It’s been almost four years since China’s dairy industry suffered the melamine contamination crisis, but chemical contaminations continue to plague the industry. At the end of June, Shanghai-based Bright Dairy & Food recalled a batch of its Ubest-brand milk products after an investigation revealed the products may have been contaminated with lye, according to the city’s quality and technical supervision bureau.
An investigation by the bureau found food-grade lye that was used to clean pipes had leaked into and contaminated a production line at one of the company’s plants due to a mechanical malfunction during regular maintenance procedures, according to a Shanghai city bureau spokesman.
According to the China Daily, the Shanghai dairy said it had removed the milk, sold in 950-ml packages, from retail shelves and tried to recover those that had already been sold to customers.
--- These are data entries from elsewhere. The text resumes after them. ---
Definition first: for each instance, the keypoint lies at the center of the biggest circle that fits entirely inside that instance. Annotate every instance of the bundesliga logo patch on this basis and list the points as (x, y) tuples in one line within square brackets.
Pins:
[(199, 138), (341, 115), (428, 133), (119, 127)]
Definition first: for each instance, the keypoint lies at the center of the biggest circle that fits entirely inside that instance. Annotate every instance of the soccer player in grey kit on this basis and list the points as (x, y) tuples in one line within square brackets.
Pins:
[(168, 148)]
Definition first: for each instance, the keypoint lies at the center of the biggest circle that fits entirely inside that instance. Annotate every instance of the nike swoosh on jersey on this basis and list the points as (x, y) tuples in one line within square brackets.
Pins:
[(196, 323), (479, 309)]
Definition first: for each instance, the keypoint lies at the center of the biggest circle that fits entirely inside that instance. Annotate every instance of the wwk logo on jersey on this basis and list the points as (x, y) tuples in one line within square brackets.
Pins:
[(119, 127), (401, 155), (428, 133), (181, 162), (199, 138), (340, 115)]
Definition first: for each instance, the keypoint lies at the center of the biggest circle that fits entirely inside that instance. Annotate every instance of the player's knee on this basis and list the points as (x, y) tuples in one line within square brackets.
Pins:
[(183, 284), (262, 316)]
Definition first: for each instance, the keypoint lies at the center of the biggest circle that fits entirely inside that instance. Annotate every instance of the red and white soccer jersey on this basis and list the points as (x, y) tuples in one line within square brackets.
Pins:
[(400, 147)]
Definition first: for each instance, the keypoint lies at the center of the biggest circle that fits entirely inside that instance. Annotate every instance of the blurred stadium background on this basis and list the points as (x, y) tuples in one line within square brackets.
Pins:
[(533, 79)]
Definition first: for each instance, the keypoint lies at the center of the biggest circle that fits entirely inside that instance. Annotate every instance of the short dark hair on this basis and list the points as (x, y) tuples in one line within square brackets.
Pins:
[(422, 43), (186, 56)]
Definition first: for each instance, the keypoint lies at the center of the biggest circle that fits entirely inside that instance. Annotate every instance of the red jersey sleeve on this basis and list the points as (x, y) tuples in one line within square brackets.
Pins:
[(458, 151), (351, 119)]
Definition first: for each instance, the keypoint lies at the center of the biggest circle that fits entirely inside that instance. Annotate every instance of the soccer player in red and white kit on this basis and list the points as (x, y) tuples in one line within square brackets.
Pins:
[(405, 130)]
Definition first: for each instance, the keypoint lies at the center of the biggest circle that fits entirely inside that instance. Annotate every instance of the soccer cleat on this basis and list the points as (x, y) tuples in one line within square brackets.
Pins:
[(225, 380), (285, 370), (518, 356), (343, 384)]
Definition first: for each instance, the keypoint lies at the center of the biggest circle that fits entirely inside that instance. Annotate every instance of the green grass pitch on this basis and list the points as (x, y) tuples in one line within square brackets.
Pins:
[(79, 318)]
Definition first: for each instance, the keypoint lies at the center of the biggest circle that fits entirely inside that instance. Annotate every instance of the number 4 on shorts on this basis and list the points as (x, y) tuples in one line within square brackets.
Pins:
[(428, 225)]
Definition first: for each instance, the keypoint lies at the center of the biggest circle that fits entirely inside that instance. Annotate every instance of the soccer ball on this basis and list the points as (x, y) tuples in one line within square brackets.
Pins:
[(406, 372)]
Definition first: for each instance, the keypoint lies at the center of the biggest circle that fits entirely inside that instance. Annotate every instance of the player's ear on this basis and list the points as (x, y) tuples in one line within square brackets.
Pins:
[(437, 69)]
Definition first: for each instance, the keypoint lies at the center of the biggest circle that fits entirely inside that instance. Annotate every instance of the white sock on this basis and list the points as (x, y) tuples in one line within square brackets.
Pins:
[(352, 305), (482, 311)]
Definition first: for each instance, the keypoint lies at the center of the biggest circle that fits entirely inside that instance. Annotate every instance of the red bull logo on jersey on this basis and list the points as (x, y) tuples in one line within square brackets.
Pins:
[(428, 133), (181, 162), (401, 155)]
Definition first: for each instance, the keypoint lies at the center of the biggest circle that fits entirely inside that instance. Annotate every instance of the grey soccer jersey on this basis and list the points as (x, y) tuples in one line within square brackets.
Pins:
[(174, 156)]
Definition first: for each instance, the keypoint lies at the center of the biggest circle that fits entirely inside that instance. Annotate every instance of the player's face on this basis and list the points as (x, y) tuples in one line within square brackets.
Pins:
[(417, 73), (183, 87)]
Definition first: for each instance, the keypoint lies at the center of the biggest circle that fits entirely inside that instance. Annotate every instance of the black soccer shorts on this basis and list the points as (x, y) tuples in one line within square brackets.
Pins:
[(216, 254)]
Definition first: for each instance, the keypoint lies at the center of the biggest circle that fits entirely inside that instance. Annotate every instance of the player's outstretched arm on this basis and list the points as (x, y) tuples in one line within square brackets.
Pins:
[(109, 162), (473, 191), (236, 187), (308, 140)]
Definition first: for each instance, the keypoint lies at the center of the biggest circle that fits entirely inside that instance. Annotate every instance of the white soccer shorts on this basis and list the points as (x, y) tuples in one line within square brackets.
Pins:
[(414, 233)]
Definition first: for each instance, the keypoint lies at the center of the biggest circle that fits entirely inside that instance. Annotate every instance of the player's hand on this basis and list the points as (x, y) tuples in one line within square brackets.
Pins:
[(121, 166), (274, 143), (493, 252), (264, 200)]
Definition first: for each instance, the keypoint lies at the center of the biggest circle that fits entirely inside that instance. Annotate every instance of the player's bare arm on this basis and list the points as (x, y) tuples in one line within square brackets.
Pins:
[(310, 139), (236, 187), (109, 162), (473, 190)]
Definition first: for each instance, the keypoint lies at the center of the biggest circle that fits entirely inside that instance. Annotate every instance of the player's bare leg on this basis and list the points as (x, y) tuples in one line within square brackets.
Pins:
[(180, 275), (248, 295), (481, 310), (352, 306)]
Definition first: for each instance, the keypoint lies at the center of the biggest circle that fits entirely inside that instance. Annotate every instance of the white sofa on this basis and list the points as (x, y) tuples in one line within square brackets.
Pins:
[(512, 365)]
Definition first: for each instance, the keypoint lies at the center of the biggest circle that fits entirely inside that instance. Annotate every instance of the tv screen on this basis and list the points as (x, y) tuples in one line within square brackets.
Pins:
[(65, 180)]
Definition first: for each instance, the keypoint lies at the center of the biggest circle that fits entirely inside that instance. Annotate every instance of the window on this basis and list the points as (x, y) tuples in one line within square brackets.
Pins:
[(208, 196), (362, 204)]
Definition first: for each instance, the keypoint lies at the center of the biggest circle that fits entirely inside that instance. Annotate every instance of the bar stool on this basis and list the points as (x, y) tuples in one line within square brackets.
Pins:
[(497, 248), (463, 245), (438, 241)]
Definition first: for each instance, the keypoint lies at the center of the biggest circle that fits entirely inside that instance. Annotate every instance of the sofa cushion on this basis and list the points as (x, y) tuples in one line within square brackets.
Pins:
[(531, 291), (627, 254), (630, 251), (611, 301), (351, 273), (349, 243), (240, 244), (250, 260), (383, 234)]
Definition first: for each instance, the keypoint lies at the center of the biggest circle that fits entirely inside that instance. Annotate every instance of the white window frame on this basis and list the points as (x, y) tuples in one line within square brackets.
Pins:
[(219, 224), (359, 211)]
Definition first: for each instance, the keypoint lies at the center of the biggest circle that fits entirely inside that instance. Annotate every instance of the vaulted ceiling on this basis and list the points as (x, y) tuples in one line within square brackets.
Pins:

In another case of contamination reported in the middle of June, Inner Mongolia Yili Industrial Group, one of China’s biggest dairy product manufacturers, suffered a setback when batches of baby formula were found to contain excessive amounts of mercury. In a statement on its website, the company says it is recalling all formula milk powder for infants in the Quanyou 2, 3 and 4 series produced from November 2011 to May 2012.
At present, China has no standards on mercury limits in milk powder. But to be responsible to consumers, the company decided to recall all related products. Wang Dingmian, former vice-chairman of the Guangdong Dairy Association, told the China Daily the country permits no more than 0.01 milligrams of mercury per kilogram in raw milk.
According to the China Daily, the General Administration of Quality Supervision, Inspection and Quarantine tested 715 samples of infant milk powder brands in the Chinese market, and no sample showed an abnormal level of mercury content except the sample from Yili.